Errância e método, método de errância, errância metódica, via que não é traçada, mas que é o traço ele mesmo de um passo em movimento de avançar, em movimento de passar, apenas em movimento de despertar para si mesmo a possibilidade de uma direção, de um destino, de um desejo.

Apenas fazendo conhecer seu desejo, que ele mesmo se inventa a cada passo, sendo, no entanto, apenas o desejo do passo ele mesmo. 

Pedido de passagem: eu gostaria de ir por aí, em direção àquilo que está do outro lado daquele onde me encontro. Gostaria de sair daqui e que lá longe se tornasse aqui para mim, de onde eu ainda partiria. Gostaria de passar o rio, a montanha, o mar. Gostaria de passar a mim mesmo. Gostaria de me passar sem mim.

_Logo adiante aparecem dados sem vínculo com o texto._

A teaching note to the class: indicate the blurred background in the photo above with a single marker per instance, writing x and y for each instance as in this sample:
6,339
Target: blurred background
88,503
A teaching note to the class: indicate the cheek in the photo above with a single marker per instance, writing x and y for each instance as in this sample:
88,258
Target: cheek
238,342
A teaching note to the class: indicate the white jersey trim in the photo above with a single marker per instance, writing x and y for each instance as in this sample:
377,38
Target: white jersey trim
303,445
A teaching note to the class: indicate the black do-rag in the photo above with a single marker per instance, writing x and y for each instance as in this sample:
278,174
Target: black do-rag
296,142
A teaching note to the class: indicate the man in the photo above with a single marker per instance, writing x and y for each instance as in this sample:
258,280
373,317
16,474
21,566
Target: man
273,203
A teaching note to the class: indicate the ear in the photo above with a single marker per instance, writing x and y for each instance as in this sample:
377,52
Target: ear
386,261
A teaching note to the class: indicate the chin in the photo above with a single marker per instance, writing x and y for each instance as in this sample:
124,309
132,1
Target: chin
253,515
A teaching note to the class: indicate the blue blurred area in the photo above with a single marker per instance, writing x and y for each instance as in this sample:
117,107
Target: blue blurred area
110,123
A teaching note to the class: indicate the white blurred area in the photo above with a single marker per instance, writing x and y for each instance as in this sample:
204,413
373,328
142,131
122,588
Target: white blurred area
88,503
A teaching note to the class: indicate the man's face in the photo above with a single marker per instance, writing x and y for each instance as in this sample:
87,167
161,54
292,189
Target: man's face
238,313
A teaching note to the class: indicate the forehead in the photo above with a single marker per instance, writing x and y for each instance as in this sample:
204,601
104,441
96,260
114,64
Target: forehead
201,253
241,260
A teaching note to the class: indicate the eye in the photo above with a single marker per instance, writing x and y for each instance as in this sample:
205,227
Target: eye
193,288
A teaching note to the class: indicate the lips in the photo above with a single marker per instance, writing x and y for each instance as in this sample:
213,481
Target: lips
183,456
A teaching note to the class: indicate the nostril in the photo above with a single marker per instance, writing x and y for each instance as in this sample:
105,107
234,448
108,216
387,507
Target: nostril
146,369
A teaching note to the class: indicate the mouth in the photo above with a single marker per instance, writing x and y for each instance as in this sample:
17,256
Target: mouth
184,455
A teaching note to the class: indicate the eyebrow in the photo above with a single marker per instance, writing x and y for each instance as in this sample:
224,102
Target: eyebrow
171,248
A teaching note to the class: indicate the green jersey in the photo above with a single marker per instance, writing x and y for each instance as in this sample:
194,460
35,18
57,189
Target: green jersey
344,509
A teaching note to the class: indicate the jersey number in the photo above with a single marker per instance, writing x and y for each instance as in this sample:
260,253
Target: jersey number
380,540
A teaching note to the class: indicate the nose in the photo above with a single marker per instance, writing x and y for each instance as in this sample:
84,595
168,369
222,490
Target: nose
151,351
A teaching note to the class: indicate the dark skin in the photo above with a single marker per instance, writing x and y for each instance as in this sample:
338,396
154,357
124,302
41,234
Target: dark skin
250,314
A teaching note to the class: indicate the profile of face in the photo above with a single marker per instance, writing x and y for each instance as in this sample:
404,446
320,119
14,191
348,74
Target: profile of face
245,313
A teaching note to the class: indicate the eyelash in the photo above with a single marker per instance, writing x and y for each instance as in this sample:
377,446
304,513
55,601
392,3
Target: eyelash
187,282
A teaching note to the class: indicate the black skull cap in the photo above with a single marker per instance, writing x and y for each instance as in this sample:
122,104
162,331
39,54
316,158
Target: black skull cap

Peço isso polidamente, sem violência, mas não se enganem com isso: « eu gostaria » significa « eu quero », é a vontade mesma. É vontade de vontade: pedido de eternidade, eterno retorno do mesmo passo cujo rastro fugaz é a atestação disto: que há lá alguém que passa.

Pedimos apenas isso. Esqueçamos « filosofia, literatura, mito, sabedoria », esqueçamos saberes e crenças. Há apenas esse pedido: eu quero passar. Não quero ser, nem conhecer, mas passar e me sentir passar. Ou você – é igual.  

Passar – o limite, forçosamente. Passar o limite do interrompido e do ininterrupto. Nem acabamento, nem inacabamento. Nem conclusão, nem suspensão. Mas a passagem que se pede.



P. S.: Preciso deixar aqui todo o meu reconhecimento a Ginette Michaud, que assegurou o estabelecimento dos textos franceses e a composição mesma do volume com um cuidado incomparável.